Create a histogram legend for a specified column in a GeoDataFrame.

Note

"Legendgrams are map legends that visualize the distribution of observations by color in a given map."

Parameters:

Name Type Description Default
gdf GeoDataFrame

The GeoDataFrame containing segmented objects.

required
column str

The column/feature name to create the legend for.
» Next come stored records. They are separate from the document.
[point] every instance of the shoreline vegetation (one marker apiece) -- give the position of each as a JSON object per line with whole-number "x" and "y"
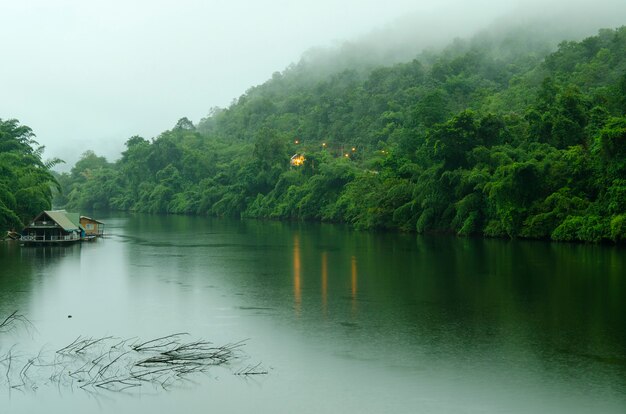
{"x": 492, "y": 136}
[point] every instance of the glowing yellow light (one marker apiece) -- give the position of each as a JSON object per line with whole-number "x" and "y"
{"x": 297, "y": 160}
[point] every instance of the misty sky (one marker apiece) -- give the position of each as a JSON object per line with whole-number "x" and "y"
{"x": 90, "y": 74}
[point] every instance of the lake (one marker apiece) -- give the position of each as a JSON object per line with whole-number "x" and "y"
{"x": 342, "y": 321}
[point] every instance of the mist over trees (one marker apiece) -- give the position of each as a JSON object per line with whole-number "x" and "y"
{"x": 493, "y": 136}
{"x": 26, "y": 182}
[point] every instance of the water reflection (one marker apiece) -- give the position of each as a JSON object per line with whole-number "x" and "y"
{"x": 325, "y": 283}
{"x": 297, "y": 289}
{"x": 459, "y": 320}
{"x": 353, "y": 284}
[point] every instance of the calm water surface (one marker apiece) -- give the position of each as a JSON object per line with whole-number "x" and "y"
{"x": 343, "y": 321}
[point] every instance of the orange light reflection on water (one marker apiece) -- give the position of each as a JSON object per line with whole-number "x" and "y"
{"x": 297, "y": 288}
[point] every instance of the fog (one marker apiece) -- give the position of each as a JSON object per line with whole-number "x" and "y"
{"x": 90, "y": 74}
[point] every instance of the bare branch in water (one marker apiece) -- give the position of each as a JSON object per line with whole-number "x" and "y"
{"x": 114, "y": 364}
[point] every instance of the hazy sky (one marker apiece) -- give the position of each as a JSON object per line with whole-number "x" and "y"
{"x": 89, "y": 74}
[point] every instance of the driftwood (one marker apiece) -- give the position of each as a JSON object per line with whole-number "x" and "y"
{"x": 116, "y": 364}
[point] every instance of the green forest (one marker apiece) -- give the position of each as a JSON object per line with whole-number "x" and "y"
{"x": 26, "y": 181}
{"x": 492, "y": 136}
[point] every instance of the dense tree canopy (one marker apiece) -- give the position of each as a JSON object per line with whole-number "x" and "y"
{"x": 488, "y": 137}
{"x": 25, "y": 180}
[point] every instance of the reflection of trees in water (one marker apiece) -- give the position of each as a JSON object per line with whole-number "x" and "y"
{"x": 115, "y": 364}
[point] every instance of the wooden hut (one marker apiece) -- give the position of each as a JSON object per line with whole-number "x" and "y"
{"x": 53, "y": 227}
{"x": 93, "y": 227}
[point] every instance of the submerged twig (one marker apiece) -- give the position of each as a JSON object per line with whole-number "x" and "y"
{"x": 115, "y": 364}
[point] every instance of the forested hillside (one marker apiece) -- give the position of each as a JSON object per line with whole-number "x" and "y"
{"x": 26, "y": 182}
{"x": 491, "y": 137}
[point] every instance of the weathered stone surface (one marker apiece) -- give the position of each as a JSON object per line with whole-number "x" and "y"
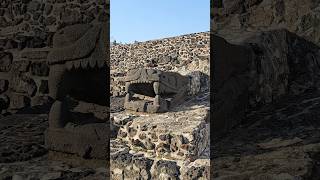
{"x": 86, "y": 141}
{"x": 40, "y": 68}
{"x": 3, "y": 85}
{"x": 231, "y": 84}
{"x": 44, "y": 88}
{"x": 159, "y": 90}
{"x": 232, "y": 20}
{"x": 125, "y": 165}
{"x": 18, "y": 101}
{"x": 35, "y": 54}
{"x": 262, "y": 68}
{"x": 21, "y": 66}
{"x": 166, "y": 170}
{"x": 182, "y": 134}
{"x": 4, "y": 102}
{"x": 5, "y": 62}
{"x": 21, "y": 83}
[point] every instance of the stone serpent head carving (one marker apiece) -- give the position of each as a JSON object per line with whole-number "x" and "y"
{"x": 151, "y": 90}
{"x": 77, "y": 63}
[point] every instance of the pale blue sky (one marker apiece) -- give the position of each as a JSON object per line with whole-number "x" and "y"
{"x": 143, "y": 20}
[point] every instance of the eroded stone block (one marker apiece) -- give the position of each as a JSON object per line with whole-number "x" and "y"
{"x": 174, "y": 135}
{"x": 5, "y": 61}
{"x": 150, "y": 90}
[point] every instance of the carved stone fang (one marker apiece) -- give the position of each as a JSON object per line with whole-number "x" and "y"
{"x": 156, "y": 86}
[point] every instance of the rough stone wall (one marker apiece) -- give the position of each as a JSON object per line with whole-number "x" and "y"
{"x": 233, "y": 18}
{"x": 166, "y": 52}
{"x": 26, "y": 31}
{"x": 182, "y": 54}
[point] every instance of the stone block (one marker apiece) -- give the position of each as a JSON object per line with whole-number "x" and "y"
{"x": 18, "y": 101}
{"x": 3, "y": 85}
{"x": 40, "y": 68}
{"x": 21, "y": 83}
{"x": 34, "y": 54}
{"x": 21, "y": 66}
{"x": 44, "y": 88}
{"x": 5, "y": 62}
{"x": 87, "y": 141}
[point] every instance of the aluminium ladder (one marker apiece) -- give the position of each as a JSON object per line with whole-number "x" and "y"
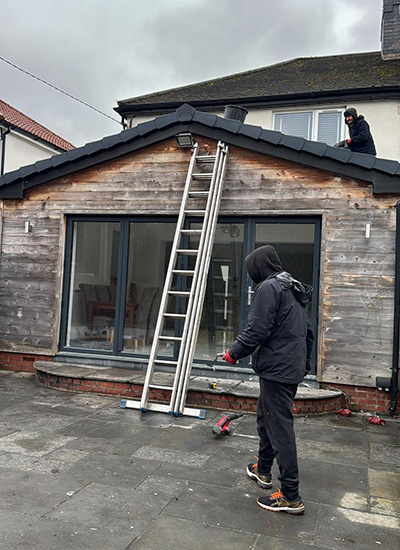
{"x": 194, "y": 297}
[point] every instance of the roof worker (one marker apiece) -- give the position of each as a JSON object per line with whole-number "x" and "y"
{"x": 360, "y": 140}
{"x": 280, "y": 338}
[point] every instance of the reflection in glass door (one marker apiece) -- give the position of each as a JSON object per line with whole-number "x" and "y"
{"x": 149, "y": 251}
{"x": 93, "y": 285}
{"x": 294, "y": 243}
{"x": 220, "y": 319}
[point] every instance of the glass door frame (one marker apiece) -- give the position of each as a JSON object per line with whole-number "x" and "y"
{"x": 249, "y": 224}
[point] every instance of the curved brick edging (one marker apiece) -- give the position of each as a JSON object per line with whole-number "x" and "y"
{"x": 199, "y": 398}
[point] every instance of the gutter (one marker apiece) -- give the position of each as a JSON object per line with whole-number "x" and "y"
{"x": 396, "y": 323}
{"x": 345, "y": 96}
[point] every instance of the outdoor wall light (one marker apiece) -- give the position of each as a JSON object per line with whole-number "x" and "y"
{"x": 28, "y": 228}
{"x": 184, "y": 139}
{"x": 383, "y": 383}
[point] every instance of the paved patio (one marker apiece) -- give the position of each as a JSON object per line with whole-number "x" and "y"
{"x": 77, "y": 472}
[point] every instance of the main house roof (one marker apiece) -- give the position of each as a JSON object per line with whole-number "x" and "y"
{"x": 346, "y": 77}
{"x": 383, "y": 174}
{"x": 19, "y": 121}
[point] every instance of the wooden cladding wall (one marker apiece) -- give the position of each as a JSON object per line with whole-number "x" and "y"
{"x": 357, "y": 273}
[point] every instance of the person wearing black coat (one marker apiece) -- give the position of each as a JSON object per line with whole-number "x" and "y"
{"x": 280, "y": 339}
{"x": 360, "y": 140}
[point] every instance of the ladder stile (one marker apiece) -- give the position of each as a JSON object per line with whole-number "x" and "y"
{"x": 192, "y": 299}
{"x": 194, "y": 320}
{"x": 175, "y": 397}
{"x": 168, "y": 280}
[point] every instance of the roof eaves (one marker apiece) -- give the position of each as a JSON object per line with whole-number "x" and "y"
{"x": 205, "y": 118}
{"x": 250, "y": 131}
{"x": 315, "y": 148}
{"x": 387, "y": 166}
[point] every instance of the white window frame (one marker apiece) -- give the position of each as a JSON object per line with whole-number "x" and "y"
{"x": 315, "y": 119}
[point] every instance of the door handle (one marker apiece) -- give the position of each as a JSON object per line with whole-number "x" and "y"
{"x": 249, "y": 293}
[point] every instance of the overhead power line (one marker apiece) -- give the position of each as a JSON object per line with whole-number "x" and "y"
{"x": 59, "y": 90}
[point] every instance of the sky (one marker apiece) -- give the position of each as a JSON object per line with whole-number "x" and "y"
{"x": 102, "y": 51}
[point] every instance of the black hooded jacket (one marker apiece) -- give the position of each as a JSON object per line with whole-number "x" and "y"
{"x": 361, "y": 138}
{"x": 278, "y": 334}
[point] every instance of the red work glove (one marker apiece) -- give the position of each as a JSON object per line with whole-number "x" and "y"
{"x": 228, "y": 358}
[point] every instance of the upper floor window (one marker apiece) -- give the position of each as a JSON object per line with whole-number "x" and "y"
{"x": 325, "y": 126}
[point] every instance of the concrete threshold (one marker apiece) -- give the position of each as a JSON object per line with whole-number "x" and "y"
{"x": 223, "y": 386}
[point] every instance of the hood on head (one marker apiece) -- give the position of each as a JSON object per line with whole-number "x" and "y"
{"x": 262, "y": 263}
{"x": 351, "y": 111}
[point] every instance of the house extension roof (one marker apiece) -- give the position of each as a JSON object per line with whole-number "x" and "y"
{"x": 18, "y": 120}
{"x": 349, "y": 76}
{"x": 383, "y": 174}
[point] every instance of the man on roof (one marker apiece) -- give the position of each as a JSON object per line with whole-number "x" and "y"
{"x": 360, "y": 140}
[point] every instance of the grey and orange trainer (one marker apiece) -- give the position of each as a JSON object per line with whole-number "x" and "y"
{"x": 278, "y": 503}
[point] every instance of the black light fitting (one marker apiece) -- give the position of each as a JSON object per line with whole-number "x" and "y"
{"x": 184, "y": 139}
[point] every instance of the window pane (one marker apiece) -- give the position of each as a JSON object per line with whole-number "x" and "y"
{"x": 294, "y": 124}
{"x": 329, "y": 126}
{"x": 294, "y": 243}
{"x": 94, "y": 261}
{"x": 220, "y": 319}
{"x": 148, "y": 256}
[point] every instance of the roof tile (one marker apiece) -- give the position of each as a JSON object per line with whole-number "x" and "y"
{"x": 387, "y": 166}
{"x": 24, "y": 122}
{"x": 315, "y": 148}
{"x": 292, "y": 142}
{"x": 303, "y": 75}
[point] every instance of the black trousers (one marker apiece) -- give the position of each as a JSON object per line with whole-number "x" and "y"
{"x": 277, "y": 438}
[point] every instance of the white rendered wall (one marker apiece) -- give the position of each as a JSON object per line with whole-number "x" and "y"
{"x": 382, "y": 116}
{"x": 21, "y": 151}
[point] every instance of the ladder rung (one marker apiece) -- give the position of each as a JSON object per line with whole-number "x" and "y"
{"x": 200, "y": 194}
{"x": 188, "y": 272}
{"x": 187, "y": 251}
{"x": 206, "y": 158}
{"x": 204, "y": 176}
{"x": 175, "y": 315}
{"x": 157, "y": 387}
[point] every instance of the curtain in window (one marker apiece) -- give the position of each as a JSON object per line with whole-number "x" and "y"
{"x": 294, "y": 124}
{"x": 329, "y": 127}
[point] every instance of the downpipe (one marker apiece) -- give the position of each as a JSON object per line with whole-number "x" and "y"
{"x": 396, "y": 322}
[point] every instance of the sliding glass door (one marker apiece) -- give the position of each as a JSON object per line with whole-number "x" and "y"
{"x": 115, "y": 270}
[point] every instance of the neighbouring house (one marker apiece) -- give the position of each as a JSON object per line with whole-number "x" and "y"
{"x": 24, "y": 141}
{"x": 304, "y": 97}
{"x": 87, "y": 236}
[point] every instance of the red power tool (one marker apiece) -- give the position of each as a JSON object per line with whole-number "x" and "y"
{"x": 222, "y": 428}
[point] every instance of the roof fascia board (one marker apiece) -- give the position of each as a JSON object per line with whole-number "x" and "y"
{"x": 300, "y": 157}
{"x": 7, "y": 191}
{"x": 381, "y": 183}
{"x": 373, "y": 94}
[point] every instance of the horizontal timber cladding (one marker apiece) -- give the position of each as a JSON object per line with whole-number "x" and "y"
{"x": 356, "y": 294}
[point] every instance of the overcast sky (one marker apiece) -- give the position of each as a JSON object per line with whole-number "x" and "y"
{"x": 102, "y": 51}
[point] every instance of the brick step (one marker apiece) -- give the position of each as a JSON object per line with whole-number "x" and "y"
{"x": 236, "y": 395}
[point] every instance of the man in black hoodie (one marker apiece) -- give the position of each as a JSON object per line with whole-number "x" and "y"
{"x": 280, "y": 339}
{"x": 360, "y": 140}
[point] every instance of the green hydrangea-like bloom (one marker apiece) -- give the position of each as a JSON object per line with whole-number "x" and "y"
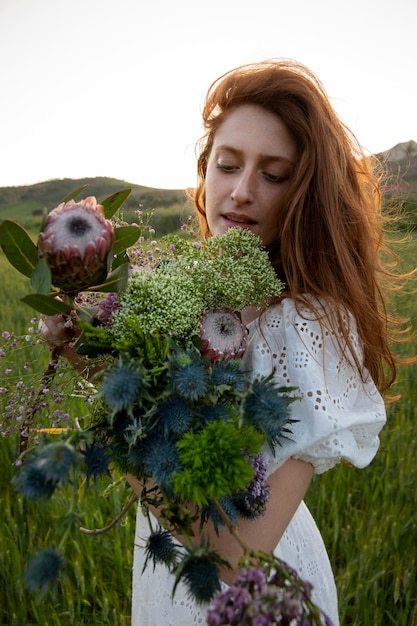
{"x": 213, "y": 462}
{"x": 235, "y": 271}
{"x": 158, "y": 301}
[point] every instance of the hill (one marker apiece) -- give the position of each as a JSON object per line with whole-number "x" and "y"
{"x": 400, "y": 164}
{"x": 34, "y": 198}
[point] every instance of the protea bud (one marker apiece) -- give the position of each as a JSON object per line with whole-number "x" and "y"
{"x": 76, "y": 242}
{"x": 223, "y": 336}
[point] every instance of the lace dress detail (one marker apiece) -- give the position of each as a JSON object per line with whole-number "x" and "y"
{"x": 338, "y": 415}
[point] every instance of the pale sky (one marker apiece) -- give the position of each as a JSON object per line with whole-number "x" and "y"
{"x": 115, "y": 87}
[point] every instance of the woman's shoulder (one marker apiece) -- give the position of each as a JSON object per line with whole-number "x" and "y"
{"x": 307, "y": 309}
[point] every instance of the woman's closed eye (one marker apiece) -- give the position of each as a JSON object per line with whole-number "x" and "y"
{"x": 226, "y": 167}
{"x": 275, "y": 178}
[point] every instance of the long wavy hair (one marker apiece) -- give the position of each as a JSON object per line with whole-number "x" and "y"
{"x": 331, "y": 232}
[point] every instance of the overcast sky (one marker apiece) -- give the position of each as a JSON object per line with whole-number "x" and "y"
{"x": 115, "y": 87}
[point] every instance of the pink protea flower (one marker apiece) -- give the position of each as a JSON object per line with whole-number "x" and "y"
{"x": 223, "y": 336}
{"x": 76, "y": 242}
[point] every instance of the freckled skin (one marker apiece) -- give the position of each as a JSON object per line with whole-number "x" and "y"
{"x": 248, "y": 171}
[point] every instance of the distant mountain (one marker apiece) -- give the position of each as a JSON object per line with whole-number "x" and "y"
{"x": 48, "y": 194}
{"x": 400, "y": 163}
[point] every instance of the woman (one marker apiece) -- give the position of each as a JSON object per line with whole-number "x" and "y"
{"x": 276, "y": 159}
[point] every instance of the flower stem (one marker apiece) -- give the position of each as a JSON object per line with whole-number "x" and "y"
{"x": 46, "y": 379}
{"x": 231, "y": 527}
{"x": 101, "y": 531}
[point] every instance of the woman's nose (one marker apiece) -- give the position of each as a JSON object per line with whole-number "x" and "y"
{"x": 243, "y": 189}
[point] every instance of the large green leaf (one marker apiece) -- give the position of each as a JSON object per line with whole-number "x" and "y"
{"x": 115, "y": 282}
{"x": 114, "y": 202}
{"x": 41, "y": 278}
{"x": 18, "y": 247}
{"x": 46, "y": 304}
{"x": 125, "y": 236}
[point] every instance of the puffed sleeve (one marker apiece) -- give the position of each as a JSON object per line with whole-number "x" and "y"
{"x": 337, "y": 414}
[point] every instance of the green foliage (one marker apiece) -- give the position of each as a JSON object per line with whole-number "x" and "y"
{"x": 367, "y": 518}
{"x": 18, "y": 247}
{"x": 212, "y": 461}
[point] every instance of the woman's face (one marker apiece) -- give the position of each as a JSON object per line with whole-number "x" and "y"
{"x": 248, "y": 170}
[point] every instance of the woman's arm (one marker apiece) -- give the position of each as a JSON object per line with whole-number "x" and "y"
{"x": 288, "y": 486}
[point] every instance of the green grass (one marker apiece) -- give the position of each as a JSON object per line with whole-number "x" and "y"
{"x": 367, "y": 517}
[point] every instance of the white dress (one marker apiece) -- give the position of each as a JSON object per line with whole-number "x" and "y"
{"x": 339, "y": 418}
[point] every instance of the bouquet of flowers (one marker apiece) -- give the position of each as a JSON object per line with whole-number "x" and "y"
{"x": 170, "y": 401}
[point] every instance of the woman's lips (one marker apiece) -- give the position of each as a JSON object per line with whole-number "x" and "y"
{"x": 238, "y": 218}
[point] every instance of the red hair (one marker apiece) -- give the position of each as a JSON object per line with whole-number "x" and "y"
{"x": 330, "y": 229}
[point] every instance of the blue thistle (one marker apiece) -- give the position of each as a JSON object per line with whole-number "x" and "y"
{"x": 175, "y": 415}
{"x": 228, "y": 506}
{"x": 55, "y": 460}
{"x": 161, "y": 548}
{"x": 160, "y": 460}
{"x": 199, "y": 570}
{"x": 189, "y": 376}
{"x": 42, "y": 472}
{"x": 32, "y": 482}
{"x": 228, "y": 373}
{"x": 96, "y": 460}
{"x": 123, "y": 385}
{"x": 212, "y": 412}
{"x": 43, "y": 570}
{"x": 268, "y": 409}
This needs to be numeric.

required
n_bins int

The number of bins to use for the histogram.

100
cmap str

The name of the matplotlib colormap to use for the legend.

'viridis'
breaks ndarray

Custom breaks for the histogram. If None, breaks will be calculated based on the data in the specified column. If provided, should be a 1D array of numeric values that define the bin edges.

None
frame_on bool

Whether to draw a frame around the legend.

False
add_mean bool

Whether to add a vertical line for the mean of the specified column.

True
add_median bool

Whether to add a vertical line for the median of the specified column.

False
lw float

Line width for the mean/median line. Ignored if both add_mean and add_median are False.

2
lc str

Line color for the mean/median line. Ignored if both add_mean and add_median are False.

'black'
ticks int | List[float]

Number of x-ticks or an array of explicit tick locations for the x-axis.

None
tick_params dict

Extra parameters for the tick labels.

{'labelsize': 10}
ax Axes

The axes to draw the legend on. If None, a new axes will be created and the legend will be returned as standalone plt.Axes.

None
loc str

The location of the legend. One of: "upper left", "upper center", "upper right", "center left", "center", "center right", "lower left", "lower center", "lower right". Ignored if ax is not provided.

'lower left'
legend_size Tuple[str, str] | Tuple[float, float]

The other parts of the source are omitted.